It was unbelievable. In the last twenty-four hours—no, fewer than twenty-four; she hadn’t even arrived in Santa Fe until yesterday afternoon—she’d come within a hair of being blown through the roof of her casita; she’d been trampled by an escaping thief and murderer; along with Chris, she’d discovered the body of his victim; she’d been grilled by the police; and—here was the ironic twist to it all—a few minutes ago she’d concluded, tentatively anyway, that the painting that was surely at the root of it all was nothing but a lousy fake. Well, no, not a lousy fake, a good fake, but a fake, nonetheless.

There were so many questions to be answered: Had Liz known the picture was a forgery or had she been tricked herself? Had the explosion really been an attempt to kill Alix? (
Yes!
something inside her declared.) And if so, had it really been Liz’s doing? (Another resounding
Yes!
) But if Liz had tried to kill
her
, who had killed Liz? Or could the two events be unrelated? Were there two unconnected scenarios being played out?

That seemed to be Lieutenant Mendoza’s theory—that Liz had been killed only because she’d had the bad luck to catch the guy in the act of stealing the painting; a wrong-time, wrong-place kind of murder. That, or the killer was one of Liz’s dumped artist-lovers or wronged colleagues and the theft of the picture either had nothing to do with it or was an attempt to throw them off. As to the propane explosion, he hadn’t expressed an opinion, but it was clear that he didn’t take very seriously the idea that it was a botched attempt at murder.

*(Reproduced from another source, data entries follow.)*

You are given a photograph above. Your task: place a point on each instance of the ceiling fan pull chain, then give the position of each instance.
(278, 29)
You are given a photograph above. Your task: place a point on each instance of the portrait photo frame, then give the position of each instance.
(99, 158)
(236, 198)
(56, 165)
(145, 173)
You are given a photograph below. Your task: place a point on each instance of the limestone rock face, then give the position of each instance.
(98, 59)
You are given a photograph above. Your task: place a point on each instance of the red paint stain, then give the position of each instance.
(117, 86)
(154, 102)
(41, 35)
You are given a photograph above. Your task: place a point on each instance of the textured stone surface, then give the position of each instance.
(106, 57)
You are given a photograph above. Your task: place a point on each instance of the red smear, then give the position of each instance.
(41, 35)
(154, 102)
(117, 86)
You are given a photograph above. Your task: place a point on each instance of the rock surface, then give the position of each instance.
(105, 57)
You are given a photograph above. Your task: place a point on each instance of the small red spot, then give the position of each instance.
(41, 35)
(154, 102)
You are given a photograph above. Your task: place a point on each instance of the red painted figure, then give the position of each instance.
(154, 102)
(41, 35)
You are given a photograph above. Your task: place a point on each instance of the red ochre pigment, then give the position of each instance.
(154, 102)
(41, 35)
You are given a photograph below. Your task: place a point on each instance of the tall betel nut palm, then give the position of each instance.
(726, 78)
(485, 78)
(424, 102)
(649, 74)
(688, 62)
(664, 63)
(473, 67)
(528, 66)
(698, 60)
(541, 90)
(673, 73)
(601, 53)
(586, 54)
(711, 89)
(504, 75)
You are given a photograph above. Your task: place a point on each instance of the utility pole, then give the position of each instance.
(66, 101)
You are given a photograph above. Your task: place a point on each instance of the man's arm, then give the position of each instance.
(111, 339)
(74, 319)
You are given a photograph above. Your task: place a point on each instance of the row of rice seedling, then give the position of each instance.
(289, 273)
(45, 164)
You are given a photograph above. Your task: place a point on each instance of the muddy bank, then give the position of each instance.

Alix couldn’t have disagreed more. She believed in unrelated coincidences, yes, but not on this scale. The explosion, Liz’s murder, the theft of the painting, the fact—if it was a fact—of its being a forgery—they were all connected, and the appearance of the double-dealing slimeball Roland de Beauvais in the middle of it all was no accident either. And at the heart of it all, she was more certain than ever, was the O’Keeffe itself. It was the one element that linked everything.

The painting. The damn painting.
Was
it really a fake? She wasn’t quite as positive as she’d been at the police station, and it wasn’t the picture itself that had her wondering, it was the back—that Galerie Xanadu stamp. It apparently showed that it had passed through and probably been sold by a (presumably) legitimate Albuquerque gallery. Surely it must have been subjected to authentication at the time, and seemingly it had passed muster. That made her think twice. Could that trusty old connoisseur’s eye of hers have blown it this time?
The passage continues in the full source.